FGR requested a trial for 22 anti-guide operations

The Public Ministry requested to open a trial for 22 people detained in the framework of the Anti-Corruption operation initiated by the justice system on March 17.

On that date, 81 arrest warrants were issued, of which 61 materialized, corresponding to the same number of people, allegedly involved in acts of corruption detected in the Judiciary, city halls, as well as the state companies PDVSA, Corporación Venezolana de Guayana (CVG) and Cartones de Venezuela (Cartoven).

The largest number of detainees come from or are linked to the oil industry, which total 41, according to figures offered on different occasions by the prosecutor, Tarek William Saab.

Of those 61 deprived of liberty, the Public Ministry concluded the investigation regarding 22: 13 businessmen and nine public officials.

The 22 worked segmented into three groups that agreed to embezzle PDVSA, according to the investigation by the Public Ministry substantiated with inputs prepared by the National Anti-Corruption Police.

That embezzlement amounts to $5,550,544,290.74, according to the data provided by the Prosecutor’s Office in the document filed before the 2nd Special Court of Control of Caracas with jurisdiction over Corruption and Associated Crimes to request the trial against the 22.

The Prosecutor’s Office says in the accusatory document to which we had access that these 22 people participated in “a corruption network made up of public officials, who, using their position and their levels of authority, proceeded to carry out parallel oil operations, through the assignment of crude oil cargoes (vessels) by PDVSA to the National Superintendency of Cryptoactives (Sunacrip) and to individuals, without any type of control.”

The fruit of the sales of that assigned oil did not enter the Republic but was diverted through crypto assets and businesses executed by 74 mercantile companies.

As head of this corruption network, the Prosecutor’s Office places Colonel José Antonio Pérez Suárez, vice president of the state oil company and who ordered the construction of an office “irregularly in PDVSA-La Campiña.”

The office was called the Special Work Unit, from where Yamil Alejandro Martínez Núñez and Heinrich Chapellín Biundo dispatched, “handling classified information from PDVSA without being personnel attached to the payroll, where access was also restricted with a security system where only these citizens could enter, also handling large sums of cash and it was the space where meetings with this group of financial operators were held,” says the Prosecutor’s Office.

The Public Ministry details with name and surname who were part of that corruption network and for which it requests that a trial be opened.

Among them are Joselit Ramírez (former head of Sunacrip), José Agustín Ramos Chirinos (president of PDVSA-Puertos), Odoardo José Bordones, Jesús Enrique Salazar Querales, officials attached to the Vice Presidency of Commerce and Supply.

Similarly, the Prosecutor’s Office requests to prosecute Rajiv Mosqueda and Renny Barrientos, both attached to Sunacrip.

These officials operated jointly with businessmen Manuel Meneces, Roger Ramírez, Juan Manuel Alfonso López, Rafael Perdomo, Vicente Perdomo, Roger Perdomo, Daniel Prieto, Kristhonfer Vivas, Johana Torres, Alejandro Arroyo, Bernardo Arosio, Ximena Parada, Fernando Bermúdez, Eduardo Noriega, José Luis Fernandiz Laya, Railín Elizabeth Yépez Jaimes, Rodolfo Moleiro, Alejandro Londoño , Olvany Gaspari, Leonardo Enrique Torres and Yuravic del Valle Ravelo.

The officials who worked with Pérez Suárez did not report the payments for the assignment of service stations and crude oil loads to the Pdvsa accounts.
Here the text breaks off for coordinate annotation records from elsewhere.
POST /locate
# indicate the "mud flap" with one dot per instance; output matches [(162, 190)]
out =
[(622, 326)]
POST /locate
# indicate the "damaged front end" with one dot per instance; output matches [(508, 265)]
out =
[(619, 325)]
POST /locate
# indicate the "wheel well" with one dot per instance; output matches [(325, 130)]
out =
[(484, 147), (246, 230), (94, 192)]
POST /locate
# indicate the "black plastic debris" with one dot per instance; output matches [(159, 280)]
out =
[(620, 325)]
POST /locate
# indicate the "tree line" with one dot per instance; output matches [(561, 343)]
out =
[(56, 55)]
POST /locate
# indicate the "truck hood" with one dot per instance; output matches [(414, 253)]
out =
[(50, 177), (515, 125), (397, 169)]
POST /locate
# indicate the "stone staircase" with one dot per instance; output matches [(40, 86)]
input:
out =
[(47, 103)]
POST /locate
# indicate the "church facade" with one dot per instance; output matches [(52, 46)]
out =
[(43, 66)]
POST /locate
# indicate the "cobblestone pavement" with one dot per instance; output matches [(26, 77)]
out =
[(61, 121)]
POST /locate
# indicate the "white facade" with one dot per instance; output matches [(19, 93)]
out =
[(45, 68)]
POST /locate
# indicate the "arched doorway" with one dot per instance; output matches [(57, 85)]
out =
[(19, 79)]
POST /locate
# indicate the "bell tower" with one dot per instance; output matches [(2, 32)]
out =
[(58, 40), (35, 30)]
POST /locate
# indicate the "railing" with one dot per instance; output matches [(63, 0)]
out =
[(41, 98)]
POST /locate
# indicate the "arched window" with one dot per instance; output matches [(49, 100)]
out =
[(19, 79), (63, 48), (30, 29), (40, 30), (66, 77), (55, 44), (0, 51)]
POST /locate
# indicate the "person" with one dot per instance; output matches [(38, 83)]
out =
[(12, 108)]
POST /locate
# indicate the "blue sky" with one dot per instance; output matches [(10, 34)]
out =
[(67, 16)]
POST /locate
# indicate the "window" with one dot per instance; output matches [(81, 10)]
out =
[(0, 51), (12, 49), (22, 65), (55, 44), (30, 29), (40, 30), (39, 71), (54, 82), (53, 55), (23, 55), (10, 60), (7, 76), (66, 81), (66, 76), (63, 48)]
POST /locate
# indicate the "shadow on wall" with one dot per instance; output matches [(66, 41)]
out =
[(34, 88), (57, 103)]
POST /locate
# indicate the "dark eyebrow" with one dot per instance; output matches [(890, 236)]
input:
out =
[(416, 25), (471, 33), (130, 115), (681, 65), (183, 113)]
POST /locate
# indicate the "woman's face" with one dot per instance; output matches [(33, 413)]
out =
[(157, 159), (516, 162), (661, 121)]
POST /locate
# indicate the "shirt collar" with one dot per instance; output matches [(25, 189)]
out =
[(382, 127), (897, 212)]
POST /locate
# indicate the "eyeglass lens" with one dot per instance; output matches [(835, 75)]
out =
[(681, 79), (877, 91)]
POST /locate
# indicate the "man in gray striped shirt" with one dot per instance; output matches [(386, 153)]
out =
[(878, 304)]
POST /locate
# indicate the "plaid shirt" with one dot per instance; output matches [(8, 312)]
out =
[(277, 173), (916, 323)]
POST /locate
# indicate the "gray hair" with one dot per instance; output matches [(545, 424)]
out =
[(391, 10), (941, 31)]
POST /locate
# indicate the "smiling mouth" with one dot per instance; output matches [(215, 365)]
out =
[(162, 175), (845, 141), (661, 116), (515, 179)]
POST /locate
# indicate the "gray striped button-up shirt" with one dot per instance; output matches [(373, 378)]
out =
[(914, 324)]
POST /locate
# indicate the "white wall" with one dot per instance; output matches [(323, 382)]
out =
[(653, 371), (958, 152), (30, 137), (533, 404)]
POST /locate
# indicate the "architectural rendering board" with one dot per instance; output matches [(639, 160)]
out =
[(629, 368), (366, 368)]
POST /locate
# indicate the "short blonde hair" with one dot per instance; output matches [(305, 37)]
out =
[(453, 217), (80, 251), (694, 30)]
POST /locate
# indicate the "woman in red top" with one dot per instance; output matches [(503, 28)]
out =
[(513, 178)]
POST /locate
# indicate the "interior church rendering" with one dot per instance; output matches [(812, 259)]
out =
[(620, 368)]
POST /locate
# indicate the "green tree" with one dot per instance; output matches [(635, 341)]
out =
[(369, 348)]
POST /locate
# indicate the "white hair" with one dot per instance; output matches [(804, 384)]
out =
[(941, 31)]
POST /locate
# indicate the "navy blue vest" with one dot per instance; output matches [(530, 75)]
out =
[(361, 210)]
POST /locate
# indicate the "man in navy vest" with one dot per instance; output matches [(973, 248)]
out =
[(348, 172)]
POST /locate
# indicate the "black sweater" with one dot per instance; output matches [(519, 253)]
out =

On the contrary, “the managing companies reconciled directly at the addresses in charge of these defendants, through bank deposits, the Patria platform (subsidized and comprehensive) and cash. In the same way, this citizen (Pérez Suárez) authorized the issuance of payments to contractors without making the proper registration in the SAP System, thus allowing third parties to appropriate resources from the Venezuelan State”, says the Public Ministry.

The Gifts of the Train

Deputy Hugbel Roa is another of those mentioned in the indictment filed by the Public Ministry before the corresponding court.

Roa acted as an intermediary between businessmen and Pérez Suárez, according to the Prosecutor’s Office.

In another document, the Prosecutor’s Office requested to prosecute Cristóbal Cornieles and José Maxcimino Márquez García, former president of the Caracas Criminal Judicial Circuit and former 4th anti-terrorist judge. Both are accused of obtaining gifts for favoring the release issued in favor of Oswaldo Cheremos, listed as a partner of the Tren del Llano.